Dava, ortaklığın giderilmesi istemine ilişkindir.
Mahkemece, davanın kabulü ile dava konusu taşınmazlardaki ortaklığın satış suretiyle giderilmesine karar verilmiştir.
Hükmü, davalı ... temyiz etmiştir.

Paydaşlığın (ortaklığın) giderilmesi davaları, paylı mülkiyet veya elbirliği mülkiyetine konu taşınır veya taşınmaz mallarda paydaşlar (ortaklar) arasında mevcut birlikte mülkiyet ilişkisini sona erdirip ferdi mülkiyete geçmeyi sağlayan, iki taraflı, tarafları için benzer sonuçlar doğuran davalardır.

Paydaşlığın giderilmesi davasını paydaşlardan biri veya birkaçı diğer paydaşlara karşı açar. HMK'nın 27. maddesi uyarınca davada bütün paydaşların yer alması zorunludur. Paydaşlardan veya ortaklardan birinin ölümü halinde alınacak mirasçılık belgesine göre mirasçılarının davaya katılmaları sağlandıktan sonra işin esasının incelenmesi gerekir.

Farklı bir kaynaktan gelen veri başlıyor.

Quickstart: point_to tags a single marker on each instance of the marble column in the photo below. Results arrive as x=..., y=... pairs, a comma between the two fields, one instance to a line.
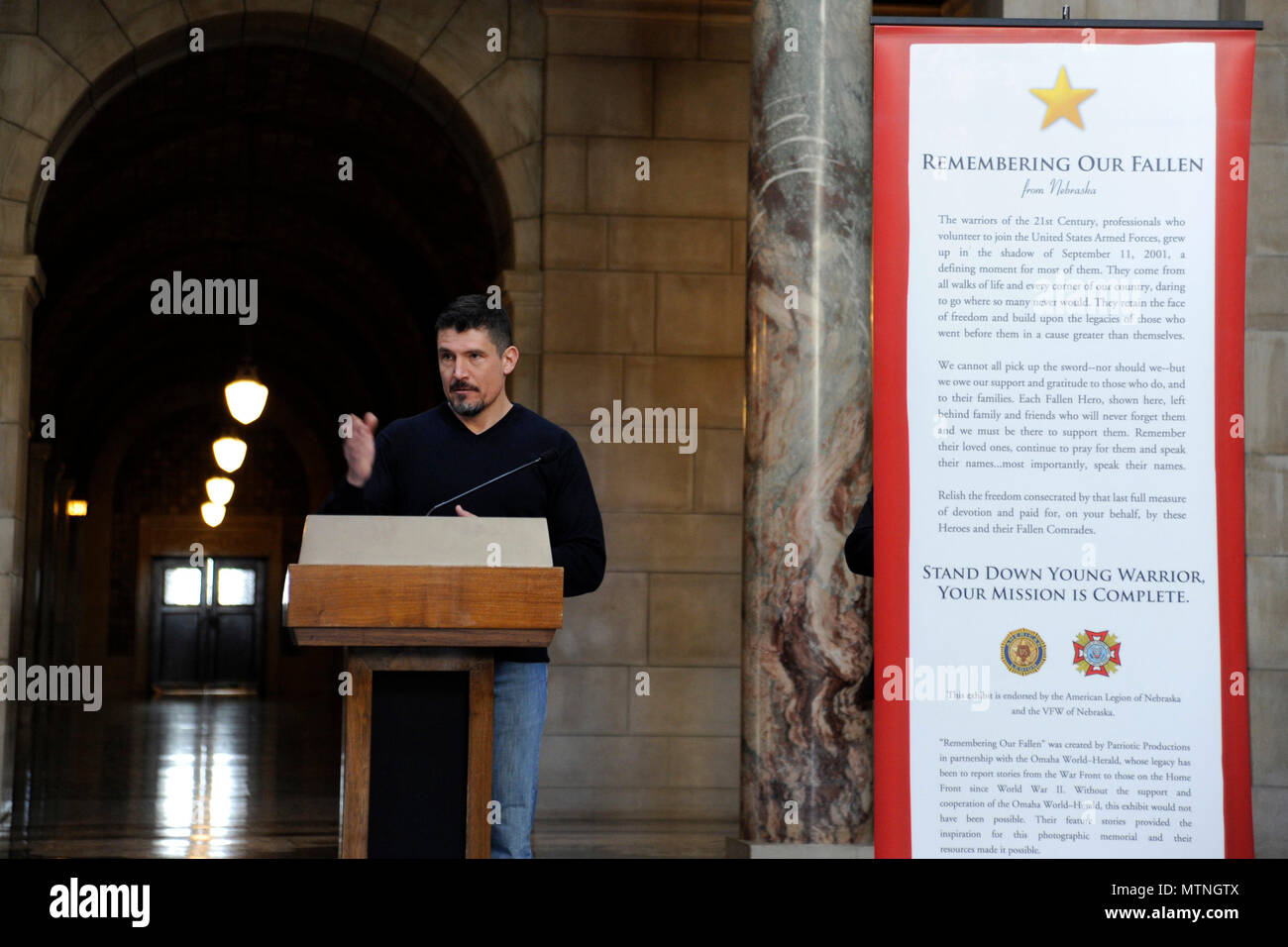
x=22, y=285
x=806, y=742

Somut olaya gelince, ... Sulh Hukuk Mahkemesinin 17.05.2006 tarih 2006/79 Esas 2006/77 Karar sayılı mirasçılık belgesine göre, kayıt maliki Muris ... 'ün mirasçıları olarak davanın tarafları ... ve ... gösterilmiş ise de, dosya kapsamında yer alan Muris ... 'e ait Nüfus kaydı incelendiğinde; ... 'ün... den olma... ve ... isimli iki çocuğunun daha bulunduğu, bu çocuklarının mirasçılık belgesinde mirasçı olarak gözükmedikleri gibi davada da taraf olarak gösterilmedikleri anlaşılmıştır. Mahkemece; Mirasçılık Belgesi ile Nüfus kaydı arasında çelişki olduğu için bu çelişkinin giderilmesi, mirasçılık belgesinin nüfus kaydına uygun hale getirilmesi, gerekirse davacıya mirasçılık belgesinin iptali ve yeni mirasçılık belgesinin temini için süre verilmesi, adı geçen paydaşın tüm mirasçılarının davaya katılımlarının sağlanması daha sonra işin esası hakkında bir karar verilmesi gerekirken, taraf teşkili sağlanmaksızın yazılı şekilde hüküm kurulması doğru görülmemiş, hükmün bu nedenle bozulması gerekmiştir.

SONUÇ: Yukarıda açıklanan nedenlerle hükmün BOZULMASINA, bozma nedenine göre davalı ...'ün sair diğer temyiz itirazlarının şimdilik incelenmesine yer olmadığına, peşin yatırılan harcın istek halinde yatırana iadesine, 18.09.2017 tarihinde oybirliği ile karar verildi.